Creative Commons License
This work is licensed under a Creative Commons Attribution-NonCommercial-ShareAlike 4.0 International License.

Introduction

In the previous analytical report, I used logistic regression on a Framingham Heart Study(FHS) dataset to predict heart diseas of the patients based on 15 demographic, behavioral and medical variables. The measure that I chose to evaluate the performance of the model was accuracy and the error was misclassification error. The model showed above 85% accuracy and I was happy that it works very well, although the main goal of the analytical project was working with a couple of classifiers such as logistic regression, and some exploratory methods such as GoodmanKruskal’s tau.

A couple of days ago, I am deceived by looking at the performance from a very narrow perspective. While the accuracy of the logit model was very high, the TPR was very low. In other words, the model was good at correctly labelling negative instances, while it was awful at detection of actually positive instances. The problem becomes grave in such medical studies where missing detection of positive cases can cost lives.

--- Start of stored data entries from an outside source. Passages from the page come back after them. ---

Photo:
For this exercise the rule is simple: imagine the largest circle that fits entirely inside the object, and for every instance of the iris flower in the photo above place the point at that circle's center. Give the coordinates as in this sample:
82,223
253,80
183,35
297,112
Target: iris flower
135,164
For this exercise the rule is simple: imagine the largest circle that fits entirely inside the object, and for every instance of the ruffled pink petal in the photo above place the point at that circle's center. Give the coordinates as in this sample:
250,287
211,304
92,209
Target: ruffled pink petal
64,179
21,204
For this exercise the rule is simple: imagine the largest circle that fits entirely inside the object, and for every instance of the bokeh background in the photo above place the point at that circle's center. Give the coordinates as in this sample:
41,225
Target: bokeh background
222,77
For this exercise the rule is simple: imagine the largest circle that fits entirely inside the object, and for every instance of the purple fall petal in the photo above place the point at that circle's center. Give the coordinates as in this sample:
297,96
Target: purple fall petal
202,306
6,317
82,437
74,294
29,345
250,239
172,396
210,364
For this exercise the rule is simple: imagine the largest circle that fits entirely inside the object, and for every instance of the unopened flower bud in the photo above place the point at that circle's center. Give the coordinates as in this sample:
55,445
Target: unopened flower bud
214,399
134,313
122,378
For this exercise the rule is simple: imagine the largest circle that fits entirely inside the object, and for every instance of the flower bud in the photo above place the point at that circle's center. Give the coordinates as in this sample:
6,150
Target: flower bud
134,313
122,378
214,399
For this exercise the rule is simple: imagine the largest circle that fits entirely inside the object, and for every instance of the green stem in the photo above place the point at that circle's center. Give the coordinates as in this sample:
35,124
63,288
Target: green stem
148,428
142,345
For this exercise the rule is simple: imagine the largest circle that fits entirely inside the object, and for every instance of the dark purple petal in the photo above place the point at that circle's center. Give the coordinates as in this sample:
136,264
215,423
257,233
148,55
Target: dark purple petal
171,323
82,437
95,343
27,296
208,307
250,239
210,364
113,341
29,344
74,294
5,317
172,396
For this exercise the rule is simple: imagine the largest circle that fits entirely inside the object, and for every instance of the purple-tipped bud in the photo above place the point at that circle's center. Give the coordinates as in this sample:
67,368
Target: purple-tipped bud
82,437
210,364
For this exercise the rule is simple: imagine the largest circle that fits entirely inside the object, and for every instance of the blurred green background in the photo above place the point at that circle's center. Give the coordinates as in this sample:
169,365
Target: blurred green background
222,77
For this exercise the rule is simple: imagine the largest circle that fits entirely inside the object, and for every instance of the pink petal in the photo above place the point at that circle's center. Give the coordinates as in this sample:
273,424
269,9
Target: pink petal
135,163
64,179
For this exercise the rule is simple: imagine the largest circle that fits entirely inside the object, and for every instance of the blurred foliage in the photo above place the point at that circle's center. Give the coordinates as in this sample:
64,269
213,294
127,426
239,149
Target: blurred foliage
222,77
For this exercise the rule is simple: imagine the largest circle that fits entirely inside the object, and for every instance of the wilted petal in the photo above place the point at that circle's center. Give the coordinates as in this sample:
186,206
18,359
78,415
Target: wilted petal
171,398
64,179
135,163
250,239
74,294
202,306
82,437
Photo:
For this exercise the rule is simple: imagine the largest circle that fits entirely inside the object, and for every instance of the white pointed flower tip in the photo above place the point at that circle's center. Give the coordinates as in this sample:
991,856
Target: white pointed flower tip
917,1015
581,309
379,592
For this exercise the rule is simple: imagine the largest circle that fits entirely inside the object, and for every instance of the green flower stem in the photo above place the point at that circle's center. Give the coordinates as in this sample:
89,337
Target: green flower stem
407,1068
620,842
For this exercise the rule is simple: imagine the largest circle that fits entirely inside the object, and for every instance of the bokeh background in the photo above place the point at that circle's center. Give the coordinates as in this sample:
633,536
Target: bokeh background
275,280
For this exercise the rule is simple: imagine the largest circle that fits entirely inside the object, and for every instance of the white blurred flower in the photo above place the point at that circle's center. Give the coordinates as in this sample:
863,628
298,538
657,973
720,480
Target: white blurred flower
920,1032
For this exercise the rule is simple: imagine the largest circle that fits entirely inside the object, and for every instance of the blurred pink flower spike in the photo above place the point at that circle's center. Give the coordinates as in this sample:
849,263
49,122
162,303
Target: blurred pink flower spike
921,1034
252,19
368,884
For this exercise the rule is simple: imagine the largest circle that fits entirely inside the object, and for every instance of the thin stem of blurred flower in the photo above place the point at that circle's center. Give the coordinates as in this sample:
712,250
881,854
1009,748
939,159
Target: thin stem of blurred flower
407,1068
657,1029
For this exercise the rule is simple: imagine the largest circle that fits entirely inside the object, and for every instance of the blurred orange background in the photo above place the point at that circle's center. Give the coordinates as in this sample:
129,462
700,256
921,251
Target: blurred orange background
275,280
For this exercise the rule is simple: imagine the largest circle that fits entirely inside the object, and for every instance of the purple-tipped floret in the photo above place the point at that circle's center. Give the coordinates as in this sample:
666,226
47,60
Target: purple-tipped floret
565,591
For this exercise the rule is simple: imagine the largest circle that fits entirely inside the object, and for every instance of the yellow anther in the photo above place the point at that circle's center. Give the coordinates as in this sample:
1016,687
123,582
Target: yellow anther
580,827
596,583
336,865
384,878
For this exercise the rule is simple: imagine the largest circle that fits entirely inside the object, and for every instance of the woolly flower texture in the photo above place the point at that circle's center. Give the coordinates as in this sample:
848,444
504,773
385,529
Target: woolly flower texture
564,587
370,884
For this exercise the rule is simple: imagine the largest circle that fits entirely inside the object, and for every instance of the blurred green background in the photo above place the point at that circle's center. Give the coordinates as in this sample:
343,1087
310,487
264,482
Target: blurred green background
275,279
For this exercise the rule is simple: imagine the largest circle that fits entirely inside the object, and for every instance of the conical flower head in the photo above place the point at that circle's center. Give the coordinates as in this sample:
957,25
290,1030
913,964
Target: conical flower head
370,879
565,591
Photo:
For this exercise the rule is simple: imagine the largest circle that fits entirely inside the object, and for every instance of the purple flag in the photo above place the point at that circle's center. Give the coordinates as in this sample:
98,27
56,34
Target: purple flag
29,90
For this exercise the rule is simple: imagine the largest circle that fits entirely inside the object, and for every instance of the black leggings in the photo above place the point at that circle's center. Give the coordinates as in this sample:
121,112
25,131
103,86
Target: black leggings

In general, the problem was due to low proportion of positive instances in the dataset. Rare event datasets can cause problem for the classifiers such as logistic regression. Having said that, this report is a sequel to the previous report, and tends to test whether logit works well on a FHS dataset whose response variable has a very low proportion of success rate. Moreover, I am going to evaluate two remedies of this problem, and evaluate the results.

Let’s get started.

require(knitr)
require(readr)

require(boot)
require(caTools)
require(ggplot2)
require(ROCR)
require(RColorBrewer)
require(zeligverse)
require(brglm)
require(logistf)
require(dplyr)

require(randomForest)
require(gbm)
#dataset <- read.csv(file = "https://d37djvu3ytnwxt.cloudfront.net/assets/courseware/v1/7022cf016eefb6d3747447589423dab0/asset-v1:MITx+15.071x_3+1T2016+type@asset+block/framingham.csv")
url <- "https://d37djvu3ytnwxt.cloudfront.net/assets/courseware/v1/7022cf016eefb6d3747447589423dab0/asset-v1:MITx+15.071x_3+1T2016+type@asset+block/framingham.csv"
dataset <- read_csv(file = url ,
                    col_types = list(
        male = col_logical(),
        age = col_integer(),
        education = col_factor(levels = c(1,2,3,4)),
        currentSmoker = col_logical(),
        BPMeds = col_logical(), 
        prevalentStroke = col_logical(), 
        prevalentHyp =  col_logical(), 
        diabetes = col_logical(), 
        TenYearCHD = col_logical()
      
))


## Removing the instances with missing values
dataset <- dataset %>% filter(complete.cases(dataset))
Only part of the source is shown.